Но затем наступил день, когда она произнесла слова, с которых началось крушение моего выстраданного покоя. Она вошла со вздохом усталости на замерзших устах, после выматывающего сидения в книжной лавке, которой мало кто интересовался. На ее лице уже истаял снег и превратился в холодный блеск силы, истовости, какого-то неизвестного мне удовлетворения. На ней было черное пальто, как-то многотрудно и причудливо связанная шапочка и черные сапоги на высоких каблуках. Я помог ей снять пальто, она опустилась на стул, и я стащил с нее сапоги. Я читаю книги, она торгует ими, и вот в эту минуту нашей встречи мне рисовалось, что мы находимся на пороге огромной, неохватной библиотеки, составляющей замысловатый лабиринт, но Наташа не хочет входит туда и не хочет понять, что я бы с удовольствием вошел. Такая нежность к этой уставшей и несгибаемой женщине, с мягкой задумчивостью улыбавшейся мне со стула, овладела мной, что во всех суставах, хрящиках и косточках, еще державших и носивших меня на земле, вдруг пробудилась жуткая, непознанная способность мертвой материи чуять великую слабость и испытывать великое томление. Я едва не закричал, мой язык беззвучно забился во рту, и толкни меня Наташа хотя бы только мизинцем, я наверняка распластался бы на полу. Но ужасная, безответственная, ведущая к пропасти, в никуда слабость сладко переплеталась с ощущением, что я, поборов страх и смущение перед ее далеко идущими последствиями, получаю право излучать теплый и ровный свет, обретаю черты человека во всех отношениях приятного и не без оснований претендующего на святость. Правда, у меня не было полной уверенности, что я до конца поборол страх и смущение. Стащив с Наташиных ног сапоги, я прижался губами к ее коленям, а она тихо провела рукой по моим волосам. Чем же это мы не отличная пара? И тут она пригласила меня на завтра к себе; она сказала: "папа хочет попытать пределы и утехи нашего будущего семейного уюта".
Итак, она пришла ко мне после долгого и унылого трудового дня, и я, как подобает заботливому жениху, помог ей раздеться, стащил с нее сапоги, поставил на плиту чайник, отогрел ее вниманием и лаской. Проделав все эти дела, я отошел к окну, печально размышляя о ее словах, которые она столь некстати и столь небрежно обронила и которые зародились в голове ее отца, чей образ мысли не внушал мне никакого доверия. Папа поднял вопрос, можно подумать, он забеспокоился сомнениями, не вытолкаем ли мы его на старости лет на улицу, чтобы он не путался под ногами у нашего молодого счастья. Я, однако, не видел, чтобы мои шансы прожить дольше, чем он, или дольше, чем он, чувствовать себя молодым и полным сил мужчиной, цветущим, ясноголовым юношей средних лет были как-нибудь особо обеспечены.

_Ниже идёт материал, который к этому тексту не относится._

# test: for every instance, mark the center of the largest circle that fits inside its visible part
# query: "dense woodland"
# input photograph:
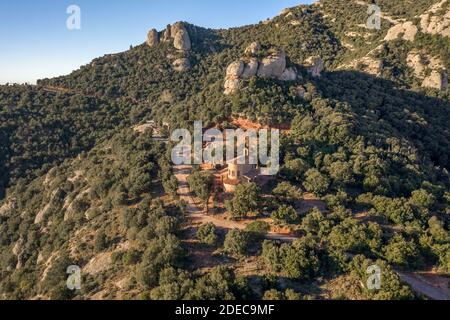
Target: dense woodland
(76, 182)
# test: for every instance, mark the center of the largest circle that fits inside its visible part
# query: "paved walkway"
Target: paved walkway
(422, 286)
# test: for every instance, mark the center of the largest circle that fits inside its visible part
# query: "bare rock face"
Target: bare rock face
(433, 22)
(437, 80)
(301, 92)
(180, 35)
(428, 69)
(235, 69)
(152, 38)
(407, 30)
(234, 72)
(231, 86)
(250, 69)
(371, 65)
(253, 48)
(289, 75)
(315, 66)
(181, 65)
(9, 206)
(272, 66)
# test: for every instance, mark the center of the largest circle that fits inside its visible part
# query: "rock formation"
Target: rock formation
(433, 23)
(180, 35)
(234, 72)
(250, 69)
(152, 38)
(428, 69)
(273, 66)
(407, 30)
(253, 49)
(181, 64)
(438, 79)
(314, 66)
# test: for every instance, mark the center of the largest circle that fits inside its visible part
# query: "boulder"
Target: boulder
(437, 80)
(272, 66)
(371, 65)
(152, 38)
(181, 65)
(253, 48)
(407, 30)
(289, 75)
(433, 22)
(250, 69)
(314, 66)
(235, 69)
(231, 86)
(180, 35)
(301, 92)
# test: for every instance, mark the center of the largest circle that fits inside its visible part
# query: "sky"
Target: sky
(35, 42)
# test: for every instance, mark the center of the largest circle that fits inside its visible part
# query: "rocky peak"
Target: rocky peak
(274, 66)
(152, 38)
(253, 48)
(315, 66)
(181, 38)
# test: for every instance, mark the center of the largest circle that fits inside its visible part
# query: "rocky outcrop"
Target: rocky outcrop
(253, 48)
(152, 38)
(8, 207)
(177, 33)
(315, 66)
(434, 22)
(250, 69)
(272, 66)
(181, 65)
(301, 92)
(407, 30)
(181, 38)
(428, 69)
(234, 72)
(235, 69)
(231, 86)
(438, 79)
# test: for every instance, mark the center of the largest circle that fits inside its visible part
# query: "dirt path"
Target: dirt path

Полагаю, Иннокентию Владимировичу не чужда мысль, что Бог с ними, с другими женщинами, но что до его дочери, то нельзя и вообразить, чтобы нашелся человек, который бы не преклонялся перед ней и хотел надеть на себя любые цепи, пойти в любую кабалу, лишь бы она была довольна им. Представления отца и дочери, судя по всему, добиваются гармоничного слияния в идее брака, в ней находят приличное выражение его мещанские воззрения и ее плотоядность. Та скептическая ухмылка, какой он встретил наше объявление о помолвке, и ее железная улыбка, перемалывающая мои косточки, свиваются в благопристойную мину, которой они приветствуют мою готовность сооружать семейное гнездышко, матримониально копошиться у их ног. Им, должно быть, и в голову не приходит усомниться в том, что я, женившись, переселюсь к ним и заживу по законам их дома, брошу дурные, непригодные для разумной жизни привычки своей лени и безответственности, пущусь работать не разгибая спины, - заметьте, ему наверняка по карману обеспечить дочери безбедное, вполне беззаботное существования, однако она предпочитает трудиться, одиноко и жалко, в подвале, не приносящем ей никакой радости, - стало быть, само собой разумеется, что я постыжусь уклоняться от подобной и даже более тяжкой участи? Так они полагают, но у меня возникает вопрос: разве я давал им повод думать, что подхожу для роли, которую они мне уготовили? Откуда они черпают уверенность, что сумеют обуздать меня?